La communauté nationale célèbre, le 30 avril de chaque année, la Journée nationale de l’enseignement en République démocratique du Congo. Instituée pour honorer le personnel enseignant et souligner l’importance de l’éducation comme pilier du développement national, cette journée est généralement marquée par des hommages et des réflexions sur les conditions de travail des enseignants ainsi que sur l’avenir du secteur éducatif.
Elle vise notamment à exalter la fonction enseignante et à reconnaître le rôle crucial des éducateurs dans la société.
Cependant, cette vision ne fait pas l’unanimité. Dans une interview accordée ce mercredi 30 avril 2026 à notre rédaction, Jean Paul Kankonde Shamba, enseignant dans plusieurs institutions supérieures et universitaires de la ville de Kananga, estime que cette journée ne revêt pas une importance particulière.
Selon lui, elle n’honore pas suffisamment les enseignants ni ne valorise leur rôle essentiel dans la transmission du savoir et la formation des citoyens.
Il émet, par ailleurs, le vœu de voir cette journée supprimée du calendrier, estimant qu’elle n’apporte aucun bénéfice concret aux enseignants, pourtant chargés de former les cadres du développement du pays.
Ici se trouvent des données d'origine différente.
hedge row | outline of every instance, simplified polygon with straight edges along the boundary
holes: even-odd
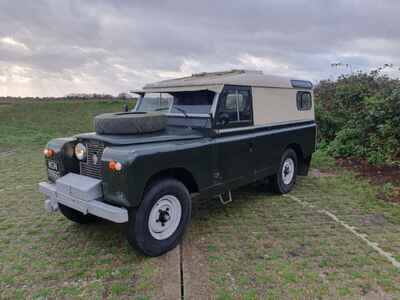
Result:
[[[315,88],[319,147],[372,164],[400,161],[400,80],[374,71]]]

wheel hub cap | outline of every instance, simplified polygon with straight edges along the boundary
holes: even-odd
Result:
[[[178,198],[172,195],[162,196],[150,211],[148,227],[150,234],[157,240],[173,235],[182,217],[182,206]]]
[[[156,220],[156,222],[161,222],[161,226],[165,226],[165,223],[167,223],[169,220],[171,220],[171,216],[168,213],[169,209],[168,207],[165,210],[159,209],[159,217]]]
[[[282,167],[282,181],[284,184],[288,185],[292,182],[294,177],[294,161],[292,158],[288,157],[283,162]]]

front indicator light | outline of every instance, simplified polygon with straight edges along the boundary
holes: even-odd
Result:
[[[55,152],[54,152],[53,149],[45,148],[45,149],[43,150],[43,154],[44,154],[44,156],[46,156],[47,158],[52,158],[52,157],[54,156]]]
[[[121,171],[122,170],[122,164],[120,162],[115,161],[115,160],[111,160],[108,163],[108,168],[111,171]]]

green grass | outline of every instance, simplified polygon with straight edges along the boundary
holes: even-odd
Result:
[[[54,137],[93,131],[95,115],[121,111],[122,107],[122,101],[27,102],[5,105],[0,110],[0,146],[44,146]]]
[[[93,115],[121,108],[121,102],[62,102],[16,104],[0,111],[0,299],[152,295],[157,269],[131,250],[123,226],[78,226],[60,214],[47,214],[37,192],[37,183],[46,177],[46,142],[93,131]]]
[[[329,156],[326,151],[317,150],[313,154],[311,167],[319,170],[337,169],[335,159]]]
[[[293,195],[316,208],[246,187],[230,206],[208,204],[194,214],[190,234],[205,240],[201,247],[219,299],[400,297],[400,271],[318,211],[328,209],[398,255],[398,206],[377,201],[373,188],[348,174],[302,178]],[[376,215],[387,224],[365,224]]]
[[[0,105],[0,299],[158,299],[173,275],[161,273],[163,259],[132,250],[123,225],[79,226],[47,214],[37,192],[46,142],[93,131],[93,115],[121,108]],[[321,152],[313,166],[334,167]],[[334,213],[400,260],[400,206],[377,200],[377,187],[353,174],[335,173],[299,179],[292,195],[314,208],[260,185],[235,191],[228,206],[194,203],[184,243],[204,256],[208,273],[197,276],[214,299],[400,298],[399,270],[319,212]]]

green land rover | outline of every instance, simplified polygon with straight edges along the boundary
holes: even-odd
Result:
[[[45,207],[80,224],[127,223],[149,256],[174,248],[199,197],[269,179],[288,193],[315,148],[312,84],[232,70],[194,74],[132,91],[132,111],[95,117],[95,132],[51,140]]]

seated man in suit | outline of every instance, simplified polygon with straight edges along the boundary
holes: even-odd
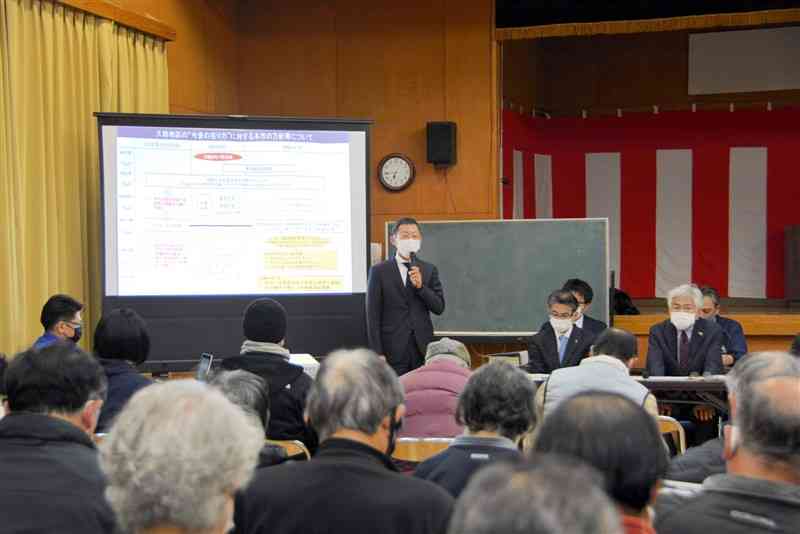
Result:
[[[564,282],[564,287],[561,289],[570,291],[578,301],[578,315],[575,319],[575,325],[578,328],[585,330],[587,334],[591,334],[593,337],[597,337],[600,332],[608,328],[608,325],[603,321],[598,321],[586,315],[592,306],[592,300],[594,300],[592,286],[580,278],[570,278]]]
[[[678,286],[667,294],[670,317],[650,328],[647,347],[650,376],[722,373],[722,329],[697,316],[702,306],[703,294],[694,284]],[[670,415],[672,408],[669,404],[662,405],[661,411]],[[677,418],[689,416],[685,409],[675,411]],[[690,442],[700,444],[714,437],[713,408],[695,406],[691,419],[701,424],[696,432],[688,433]]]
[[[589,355],[594,337],[575,326],[578,301],[565,289],[557,289],[547,297],[550,320],[528,343],[529,373],[552,373],[561,367],[578,365]]]
[[[739,321],[722,317],[719,314],[719,293],[713,287],[700,288],[703,293],[703,307],[700,317],[717,323],[722,329],[722,364],[731,367],[747,354],[747,341]]]

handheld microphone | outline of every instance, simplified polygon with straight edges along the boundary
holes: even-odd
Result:
[[[416,267],[417,266],[417,253],[416,252],[411,252],[411,253],[408,254],[408,263],[410,263],[412,267]]]

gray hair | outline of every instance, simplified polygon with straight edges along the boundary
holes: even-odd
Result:
[[[619,534],[619,514],[601,488],[597,471],[566,457],[496,463],[472,477],[448,533]]]
[[[209,384],[217,388],[229,401],[253,417],[267,431],[269,427],[269,384],[260,376],[243,369],[218,371]]]
[[[785,352],[750,354],[726,382],[741,446],[800,472],[800,360]],[[781,383],[796,395],[782,395]]]
[[[252,419],[206,384],[176,380],[140,390],[100,445],[119,526],[213,528],[248,482],[263,444]]]
[[[306,401],[320,441],[341,429],[367,435],[403,403],[403,387],[386,362],[367,349],[341,350],[322,360]]]
[[[536,384],[524,371],[494,360],[467,380],[458,396],[456,421],[470,432],[494,431],[515,440],[536,425]]]
[[[670,289],[669,293],[667,293],[667,306],[672,306],[672,301],[675,297],[689,297],[694,301],[697,309],[703,307],[703,293],[695,284],[682,284]]]
[[[467,346],[449,337],[443,337],[439,341],[428,343],[428,350],[425,353],[425,363],[428,364],[439,358],[446,358],[466,368],[469,368],[471,364],[471,357]]]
L’enseignant déplore également la situation socio-économique précaire de nombreux professionnels du secteur. « Certains enseignants disposent de numéros matricules depuis près de dix ans, mais ne sont toujours pas payés. Comment peuvent-ils dispenser les cours dans ces conditions ? Un ventre affamé n’a point d’oreilles », s’indigne-t-il.
Il souligne que les enseignants font face à d’importants défis, notamment des salaires jugés insuffisants, versés par l’État congolais aux professionnels de la craie.
Par ailleurs, il appelle les autorités du secteur de l’enseignement ainsi que le président de la République, Félix Antoine Tshisekedi, à améliorer les conditions de vie des enseignants.